Contrairement à Shutterstock, tout le monde ne peut pas s’improviser contributeur pour Offset. L’entreprise contacte des studios photos comme Good Brigade, ou des artistes professionnels et des brillants photographes pour ses séances photos. David Prince a fourni certaines de ses images au site : des chambres d’hôtel abandonnées ou des ciels couverts qui auraient tout à fait leur place dans un clip. Son travail est proche de celui d’ Anna Williams, une photographe lifestyle qui a déjà travaillé avec Martha Stewart et s’y connaît pas mal en gros plans d’aliments sur fond de bois rustique noir. « Certains artistes n’ont jamais généré de revenus grâce à leurs archives », estime Sachs. « Ça nous a juste ouvert une nouvelle porte. Je dis tout le temps aux photographes avec lesquels je travaille : Videz vos disques durs ! Vous avez plein d’images dessus et vous ne gagnez même pas d’argent avec. »
« Du côté du client, il y avait un désir d’investir dans des images relativement artistiques », a ajouté Greg Bayer, le manager général d’Offset, lors d’une interview dans les bureaux de Shutterstock à Manhattan. « Il leur fallait des photos qu’ils voulaient réellement mettre en valeur dans leurs campagnes marketing. »
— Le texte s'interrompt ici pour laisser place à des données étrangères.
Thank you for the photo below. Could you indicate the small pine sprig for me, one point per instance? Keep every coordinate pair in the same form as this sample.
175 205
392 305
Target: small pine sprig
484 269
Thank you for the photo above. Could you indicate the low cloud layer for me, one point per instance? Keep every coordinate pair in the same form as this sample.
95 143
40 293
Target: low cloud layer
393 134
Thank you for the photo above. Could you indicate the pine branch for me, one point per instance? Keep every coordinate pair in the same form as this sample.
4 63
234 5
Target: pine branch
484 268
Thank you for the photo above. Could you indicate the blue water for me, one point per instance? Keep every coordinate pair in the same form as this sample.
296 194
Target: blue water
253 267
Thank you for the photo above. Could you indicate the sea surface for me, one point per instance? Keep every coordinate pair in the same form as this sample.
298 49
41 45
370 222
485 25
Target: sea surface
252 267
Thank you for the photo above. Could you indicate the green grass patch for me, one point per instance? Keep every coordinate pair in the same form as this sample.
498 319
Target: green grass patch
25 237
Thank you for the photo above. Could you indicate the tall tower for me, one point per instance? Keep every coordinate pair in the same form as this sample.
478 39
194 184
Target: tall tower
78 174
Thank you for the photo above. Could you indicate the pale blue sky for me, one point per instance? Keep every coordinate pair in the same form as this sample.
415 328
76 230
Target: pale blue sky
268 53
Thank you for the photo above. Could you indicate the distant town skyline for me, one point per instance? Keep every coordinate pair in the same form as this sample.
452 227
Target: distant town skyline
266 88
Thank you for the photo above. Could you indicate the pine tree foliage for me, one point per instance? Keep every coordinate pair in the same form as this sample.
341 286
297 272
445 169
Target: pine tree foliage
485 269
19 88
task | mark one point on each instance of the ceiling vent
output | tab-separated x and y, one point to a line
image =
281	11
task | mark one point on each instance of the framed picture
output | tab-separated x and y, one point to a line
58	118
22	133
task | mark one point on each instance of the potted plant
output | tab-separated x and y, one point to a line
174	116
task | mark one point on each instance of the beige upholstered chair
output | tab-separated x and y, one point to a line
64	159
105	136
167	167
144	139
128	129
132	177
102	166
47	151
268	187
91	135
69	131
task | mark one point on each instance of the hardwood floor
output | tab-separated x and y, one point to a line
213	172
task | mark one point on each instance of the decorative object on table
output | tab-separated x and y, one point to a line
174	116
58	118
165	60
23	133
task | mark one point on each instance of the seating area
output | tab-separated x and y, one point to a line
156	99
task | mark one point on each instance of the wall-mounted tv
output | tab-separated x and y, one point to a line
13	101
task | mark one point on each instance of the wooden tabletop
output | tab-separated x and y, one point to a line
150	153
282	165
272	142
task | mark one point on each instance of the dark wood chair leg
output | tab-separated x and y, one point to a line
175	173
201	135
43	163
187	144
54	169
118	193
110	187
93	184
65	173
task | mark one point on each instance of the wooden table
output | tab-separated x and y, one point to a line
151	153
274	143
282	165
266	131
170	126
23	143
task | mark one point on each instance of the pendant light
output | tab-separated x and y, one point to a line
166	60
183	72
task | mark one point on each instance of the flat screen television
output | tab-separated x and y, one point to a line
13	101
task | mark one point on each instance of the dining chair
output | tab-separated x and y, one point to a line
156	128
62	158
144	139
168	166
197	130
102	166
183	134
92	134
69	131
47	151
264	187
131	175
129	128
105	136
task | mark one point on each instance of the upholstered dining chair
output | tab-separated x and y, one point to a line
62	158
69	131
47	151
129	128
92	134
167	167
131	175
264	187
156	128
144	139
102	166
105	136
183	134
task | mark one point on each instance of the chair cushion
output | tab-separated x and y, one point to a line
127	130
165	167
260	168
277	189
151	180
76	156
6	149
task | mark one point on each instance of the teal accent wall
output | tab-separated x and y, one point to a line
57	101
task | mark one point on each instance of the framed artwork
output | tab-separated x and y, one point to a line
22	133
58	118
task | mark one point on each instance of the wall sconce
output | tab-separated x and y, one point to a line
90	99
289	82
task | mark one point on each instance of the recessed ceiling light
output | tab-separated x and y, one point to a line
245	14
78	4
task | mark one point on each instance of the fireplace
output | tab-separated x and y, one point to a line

On ressent toujours un léger malaise en observant des stock photos être prises en temps réel. Chaque détail – la couverture tirée sur les genoux, la veste posée sur le dossier d’une chaise – est là pour créer une sorte de désordre ordonné.
Même si le développement d’Offset semble corroborer les dires de Bayer, on ressent toujours un léger malaise en observant des stock photos être prises en temps réel. Mais j’imagine que c’est toujours gênant de voir un directeur exécutif esquisser un sourire face à un vrai couple se galochant allègrement dans un appartement qui ne leur appartient même pas. Chaque détail – la couverture tirée sur les genoux, la veste posée sur le dossier d’une chaise – est là pour créer une sorte de désordre ordonné. En regardant ce charmant couple gay s’embrasser dans un bel appartement, j’ai été frappée par le fait que la scène ressemblait déjà à une publicité.
Le 21 juin, Shutterstock a annoncé la création d’un partenariat avec la Penske Media Corporation (PMC), qui possède des magazines comme Variety, Deadline, WWD ou encore HollywoodLife. En plus d’être devenu le lieu d’archivage photographique pour tous les événements sponsorisés par PMC, Shutterstock a désormais accès aux archives de PMC pour offrir de nombreuses autres images à ses clients. Le P-D.G. de PMC, Jay Penske, a décidé de s’allier avec Shutterstock plutôt que Getty, son rival dans l’industrie de la stock photo, parce qu’il « a vu une meilleure opportunité en alignant les marques PMC avec Shutterstock, que l’on considère être la plateforme montante pour l’image et la vidéo », d’après ses déclarations au Financial Times. « Les conditions financières de Getty nous dérangeaient aussi : ils sont endettés. » Le partenariat représente une autre avancée majeure dans les efforts de Shutterstock – ainsi, ils cherchent à se diversifier et à être plus que le site où vont les gens qui travaillent dans des boxes pour trouver des photos de gens qui travaillent dans des boxes.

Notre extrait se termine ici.